NAIE, s. f. — Chiffon de linge pour nettoyer le four. On l’appelle aussi dame (v. ce mot).

NAISER, v. a. — Faire rouir le chanvre. M. Meyer-Lübke y lit natiare, du germ. natjan, allem. netzen, mouiller, humecter. Se dit, par extension, des doigts qui ont trempé longtemps dans l’eau, et dont l’épiderme est requinquillé.

NAMBOT, OTTE, s. — Très petit homme, très petite femme. — Vieux franç. nambot, nimbot, même sens.

NANO, s. m. — Lit. Allons au nano. — Mot enfantin. (V. Caquenano.)

NANT, s. m. — Ce mot, qui a dû exister chez nous, comme en témoigne notre lieu dit de Beaunant, connu par nos beaux restes d’aqueducs, signifie en Dauphiné et à Genève, où il est d’un usage constant, un ruisseau ou un torrent coulant au fond d’une vallée étroite. Il faut que le mot soit bien usité, car l’auteur d’une traduction d’Adam Bede, de Georges Eliot, l’a cru français et l’a bravement employé, notamment tome I, p. 117. Le traducteur est, dit-on, une dame de Genève, qui a pris le pseudonyme d’Albert Durade. — Beaunant signifie donc Beau ruisseau.

NANZOU, s. m. — Espèce de mousseline des Indes. — Une bonne charge : Grangier ne veut pas qu’on dise nanzou, mais malle-molle. Inutile de dire que ni l’un ni l’autre de ces termes ne figure dans les dictionnaires. Alors pourquoi choisir l’inintelligible plutôt que l’intelligible ?

NATURABLEMENT, adv. — Naturellement. Le mot lyonnais n’est point le mot français estropié, c’est du français du moyen âge que nous avons conservé.

NATURES, s. f. pl. — Organes urinaires et autres. Il ne faut jamais s’asseoir sur la terre mouillée, ça fait prendre de rhumatiss’ aux natures, disait mon maître d’apprentissage, bien digne d’être le huitième sage de la Grèce.

NAVEAU, NAVIAU, s. m. — Navet. Un haricot de mouton avè de naviaux, c’est ça que rafraîchit le menillon ! — Ce n’est point navet estropié, mais le naveau qu’on rencontre constamment dans nos vieux bons auteurs, et qui vient de napellum, de napum.

NAVET. — 1. Une demoiselle de ma connaissance devait se marier. Son prétendu était venu déjeûner à la campagne chez le futur beau-père. Or, parmi les plats se trouvaient des navets. Après déjeûner, on s’éparpille sur la terrasse. La jeune fille eut à monter au premier.
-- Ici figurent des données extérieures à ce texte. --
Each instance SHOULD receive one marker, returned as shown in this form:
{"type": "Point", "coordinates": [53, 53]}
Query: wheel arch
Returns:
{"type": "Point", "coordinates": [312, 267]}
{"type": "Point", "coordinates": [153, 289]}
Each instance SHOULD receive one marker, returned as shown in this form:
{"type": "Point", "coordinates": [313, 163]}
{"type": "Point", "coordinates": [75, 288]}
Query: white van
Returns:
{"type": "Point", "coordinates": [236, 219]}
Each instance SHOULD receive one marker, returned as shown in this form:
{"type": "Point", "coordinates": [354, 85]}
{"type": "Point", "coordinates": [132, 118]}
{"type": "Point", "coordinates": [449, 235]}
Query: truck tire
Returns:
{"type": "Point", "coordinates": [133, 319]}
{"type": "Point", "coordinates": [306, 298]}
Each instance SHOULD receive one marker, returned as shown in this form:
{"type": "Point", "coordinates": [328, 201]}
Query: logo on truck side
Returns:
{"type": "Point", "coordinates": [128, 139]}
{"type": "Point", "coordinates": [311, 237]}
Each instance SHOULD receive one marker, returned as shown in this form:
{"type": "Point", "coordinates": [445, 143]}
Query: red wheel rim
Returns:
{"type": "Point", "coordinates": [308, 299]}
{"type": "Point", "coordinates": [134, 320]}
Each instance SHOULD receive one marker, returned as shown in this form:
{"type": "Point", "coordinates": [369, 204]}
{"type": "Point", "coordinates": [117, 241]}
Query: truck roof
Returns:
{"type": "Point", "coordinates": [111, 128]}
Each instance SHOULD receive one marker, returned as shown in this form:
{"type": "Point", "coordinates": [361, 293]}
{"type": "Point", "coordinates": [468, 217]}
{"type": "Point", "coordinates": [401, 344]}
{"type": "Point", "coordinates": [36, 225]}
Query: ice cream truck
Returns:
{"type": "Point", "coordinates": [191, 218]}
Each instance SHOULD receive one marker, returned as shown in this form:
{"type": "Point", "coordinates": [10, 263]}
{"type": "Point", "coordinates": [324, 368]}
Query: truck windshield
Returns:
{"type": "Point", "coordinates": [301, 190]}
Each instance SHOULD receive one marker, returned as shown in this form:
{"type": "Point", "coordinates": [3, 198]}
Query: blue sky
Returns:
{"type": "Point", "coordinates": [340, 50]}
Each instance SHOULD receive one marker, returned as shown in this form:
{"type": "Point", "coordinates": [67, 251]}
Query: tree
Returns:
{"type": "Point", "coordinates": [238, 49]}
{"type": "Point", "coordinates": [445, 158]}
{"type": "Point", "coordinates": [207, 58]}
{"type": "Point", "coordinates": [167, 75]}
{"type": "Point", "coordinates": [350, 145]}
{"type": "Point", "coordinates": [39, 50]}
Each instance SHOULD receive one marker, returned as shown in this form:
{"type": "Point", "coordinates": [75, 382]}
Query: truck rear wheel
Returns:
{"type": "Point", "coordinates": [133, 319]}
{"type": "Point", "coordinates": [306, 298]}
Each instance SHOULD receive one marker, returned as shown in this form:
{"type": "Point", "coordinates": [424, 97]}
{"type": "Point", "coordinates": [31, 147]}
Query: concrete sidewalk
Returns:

En montant, elle se soulageait gaillardement en faisant à chaque marche : Un navet : brrr ! Deux navets : brrr ! Trois navets : brrr ! Quand ce vint au quatrième navet, en tournant le palier, elle aperçoit le prétendu derrière elle. Eh quoi, Monsieur, lui fit-elle, vous étiez là ! — Oui, Mademoiselle, depuis le premier navet !!!

Nous autres, rapins, nous aurions ri de la chose. Mais quoi ! ce jeune homme était plein de poésie ; il était nourri de Byron, de Lamartine ! Il fut tellement suffoqué qu’il en rompit le mariage (historique !). L’imbécile s’imaginait-il donc épouser un ange que le Ciel aurait privé de la faculté de compter les navets ?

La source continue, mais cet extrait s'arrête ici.